5/5 - (1 vote)

Since we’re talking about Azure Front Door (AFD), it’s worth addressing the outage on October 29.

For those unfamiliar with AFD—it acts as a global, Layer 7 load balancer. It provides multiple points of presence (PoPs) worldwide.

Here’s how it works:

  • Clients connect to the nearest PoP.

  • Split TCP terminates the client’s TLS connection locally for faster response.

  • AFD then fetches content from the healthy backend.

  • It also supports caching and Web Application Firewall (WAF) integration.

It’s used widely by Microsoft first-party services (like Office 365, Xbox, Entra) and third-party services.

Root Cause and Resolution

A tenant configuration change inadvertently introduced an invalid configuration state, impacting a significant number of nodes and making them unhealthy.

This reduced capacity to serve requests. The remediation involved rolling back to the last known good configuration, which took several hours to complete.

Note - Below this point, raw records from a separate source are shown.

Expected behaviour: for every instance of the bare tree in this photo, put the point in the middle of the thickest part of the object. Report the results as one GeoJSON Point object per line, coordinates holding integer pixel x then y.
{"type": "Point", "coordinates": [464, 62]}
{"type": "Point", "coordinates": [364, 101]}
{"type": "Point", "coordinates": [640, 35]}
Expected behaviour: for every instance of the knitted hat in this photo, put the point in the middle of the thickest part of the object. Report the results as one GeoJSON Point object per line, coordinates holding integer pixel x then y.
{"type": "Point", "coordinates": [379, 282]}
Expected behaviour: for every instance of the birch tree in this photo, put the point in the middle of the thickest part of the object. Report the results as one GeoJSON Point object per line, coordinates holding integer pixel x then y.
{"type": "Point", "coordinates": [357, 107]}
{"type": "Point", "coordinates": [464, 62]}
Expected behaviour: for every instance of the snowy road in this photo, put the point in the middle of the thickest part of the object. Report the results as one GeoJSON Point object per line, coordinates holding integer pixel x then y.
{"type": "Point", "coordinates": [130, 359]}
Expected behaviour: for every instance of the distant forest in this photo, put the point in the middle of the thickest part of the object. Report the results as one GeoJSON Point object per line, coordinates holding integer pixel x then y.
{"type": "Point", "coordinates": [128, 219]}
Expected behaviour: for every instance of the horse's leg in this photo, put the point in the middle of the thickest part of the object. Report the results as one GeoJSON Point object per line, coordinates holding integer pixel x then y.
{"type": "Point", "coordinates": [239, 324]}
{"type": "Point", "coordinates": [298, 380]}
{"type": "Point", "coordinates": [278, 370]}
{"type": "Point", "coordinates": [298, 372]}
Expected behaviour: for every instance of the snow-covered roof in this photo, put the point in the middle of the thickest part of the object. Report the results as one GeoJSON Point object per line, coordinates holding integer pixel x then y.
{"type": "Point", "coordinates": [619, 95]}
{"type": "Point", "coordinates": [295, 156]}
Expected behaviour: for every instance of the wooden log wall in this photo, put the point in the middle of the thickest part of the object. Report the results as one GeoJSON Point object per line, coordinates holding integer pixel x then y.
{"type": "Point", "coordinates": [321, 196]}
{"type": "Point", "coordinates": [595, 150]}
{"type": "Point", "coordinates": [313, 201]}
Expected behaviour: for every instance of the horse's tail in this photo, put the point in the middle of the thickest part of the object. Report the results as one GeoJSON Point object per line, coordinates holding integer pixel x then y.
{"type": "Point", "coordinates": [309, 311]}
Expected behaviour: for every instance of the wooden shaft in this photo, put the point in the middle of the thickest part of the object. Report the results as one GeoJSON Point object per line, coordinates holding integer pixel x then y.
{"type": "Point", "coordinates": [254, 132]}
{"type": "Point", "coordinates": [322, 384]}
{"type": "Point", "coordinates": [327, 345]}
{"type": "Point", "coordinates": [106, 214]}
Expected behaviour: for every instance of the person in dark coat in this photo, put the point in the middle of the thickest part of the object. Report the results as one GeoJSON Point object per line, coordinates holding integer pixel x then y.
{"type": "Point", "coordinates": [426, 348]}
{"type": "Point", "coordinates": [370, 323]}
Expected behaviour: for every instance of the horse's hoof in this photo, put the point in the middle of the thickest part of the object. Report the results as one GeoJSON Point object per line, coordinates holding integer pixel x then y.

Microsoft has since identified and remediated the software defect that allowed the invalid configuration to bypass safety checks, preventing future occurrences.

Customer Perspective: Mitigation Options

From an architecture perspective, what can you do to self-mitigate?

  • Azure Front Door is a global load balancer, but a possible backup could be Azure Traffic Manager.
    However, note:

    • Traffic Manager is DNS-based.

    • It lacks AFD’s WAF, caching, and split TCP features.

    • It also cannot serve private endpoints or non-public services.

So, while not equivalent, Traffic Manager could act as a “break glass” backup option in emergencies.

Microsoft is deeply invested in ensuring this type of outage doesn’t happen again—since it not only impacts customers but also core Microsoft services like M365, Minecraft, and more.